Read also: EHR interoperability: Importance, Issues, and Solutions
FHIR for Optimizing Workflows
By leveraging the FHIR format, organizations can integrate clinical and administrative data from various sources into a single repository. This approach enhances data accessibility, consistency, and interoperability.
FHIR was used to address the challenges of automating appointment scheduling and insurance claims processing of Hong Kong’s largest third-party administrators (TPA). A custom FHIR facade was deployed for appointment management, enabling real-time data exchange to book appointments and manage patient check-ins. Simultaneously, a centralized Clinical Data Repository (CDA) was established to aggregate clinical data from multiple Electronic Health Record (EHR) systems, ensuring comprehensive data availability for decision-making.
How to Work With the FHIR Data Model?
The complexity and diversity of clinical data can challenge effective FHIR implementation.
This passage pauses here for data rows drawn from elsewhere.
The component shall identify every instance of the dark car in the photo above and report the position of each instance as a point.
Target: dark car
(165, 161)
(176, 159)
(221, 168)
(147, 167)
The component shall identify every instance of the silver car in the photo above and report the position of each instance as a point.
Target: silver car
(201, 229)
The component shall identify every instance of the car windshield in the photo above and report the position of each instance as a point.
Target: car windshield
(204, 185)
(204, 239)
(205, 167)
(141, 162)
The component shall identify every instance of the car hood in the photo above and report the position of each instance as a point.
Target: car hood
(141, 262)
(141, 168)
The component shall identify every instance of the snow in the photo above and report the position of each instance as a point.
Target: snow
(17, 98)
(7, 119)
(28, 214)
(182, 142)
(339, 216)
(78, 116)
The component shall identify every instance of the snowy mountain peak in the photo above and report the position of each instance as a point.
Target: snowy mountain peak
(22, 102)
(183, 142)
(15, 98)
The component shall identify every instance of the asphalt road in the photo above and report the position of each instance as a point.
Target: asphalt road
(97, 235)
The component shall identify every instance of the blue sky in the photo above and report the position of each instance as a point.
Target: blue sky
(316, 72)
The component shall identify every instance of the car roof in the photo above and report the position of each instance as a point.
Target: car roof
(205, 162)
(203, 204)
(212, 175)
The data mapping can help integrate healthcare data that come in legacy formats into the FHIR standard data model.
Achieving seamless communication and interoperability in healthcare requires mapping healthcare data to HL7 FHIR. However, the complexity and diversity of clinical data make FHIR implementation challenging. The Kodjin FHIR Mapper addresses the complexities of data mapping, making FHIR implementation more efficient and less time-consuming. This tool employs different functionalities to map one resource into another.
With the Kodjin Data mapper, data analysts can easily customize resource templates to meet specific requirements. The mapper utilizes functions like _if, _ifnot, _foreach, and _flatten to map resources accurately and effectively. Additionally, the Kodjin FHIR Mapper serves as a FHIR facade, simplifying complex backend processes to present a user-friendly interface for FHIR data mapping in healthcare. It also facilitates more straightforward hl7 data integration with third-party systems, enhancing care coordination. The mapper ensures data accuracy, consistency, and quality, improving patient care.
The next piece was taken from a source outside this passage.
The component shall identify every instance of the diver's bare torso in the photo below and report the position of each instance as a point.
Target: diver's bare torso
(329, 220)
By mapping healthcare data to FHIR, healthcare organizations can ensure that their data is standardized, structured, and ready for exchange between different systems and applications.
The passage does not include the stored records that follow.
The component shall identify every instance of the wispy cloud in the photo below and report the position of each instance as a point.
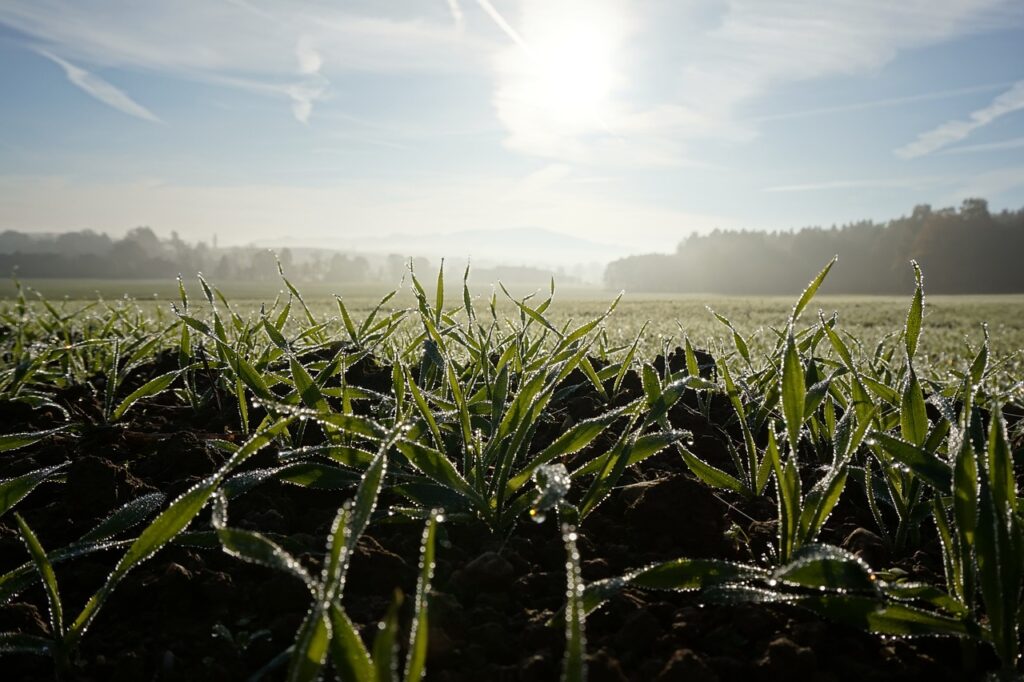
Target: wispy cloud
(883, 103)
(953, 131)
(457, 16)
(991, 183)
(1012, 143)
(871, 183)
(100, 89)
(280, 47)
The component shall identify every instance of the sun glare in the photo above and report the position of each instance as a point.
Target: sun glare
(568, 67)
Our certified FHIR experts have extensive experience mapping healthcare data to to resources in the FHIR format using proven methodologies to ensure the highest accuracy of the mapping. By partnering with Kodjin, you can save time and resources while ensuring your data is mapped according to the HL7 FHIR data standard. We are ready to direct our extensive experience, energy, and healthcare domain expertise to your project’s best advantage.
Wrap-up
As healthcare technology advances, the popularity of the FHIR standard grows since this standard allows for addressing the challenges of healthcare data management and healthcare data interoperability.
There are several efficient ways to implement the FHIR approach to data management and exchange, even without the need to build an FHIR-first system from scratch. Edenlab’s team of FHIR engineers will help you with FHIR implementation and healthcare data exchange optimization.
Schedule a consultation with our FHIR experts to get details on the custom FHIR development services and to explore what tools from the Kodjin Interoperability Suite will cover your project’s needs.
FAQ
What are the advantages of the FHIR Data Model in Healthcare?
The FHIR data model allows for applying a standardized data exchange mechanism, facilitating seamless communication among various healthcare systems.
How does FHIR impact decision-making in healthcare?
Resources allow for consistent data representation, which supports semantic interoperability, where exchanged data retains its meaning across diverse systems, ensuring accurate data-driven decision-making.
How to Implement FHIR?
Health organizations can ensure effective FHIR implementation by assessing current workflows, selecting appropriate resources, and using tools like the Kodjin FHIR Mapper for seamless data integration.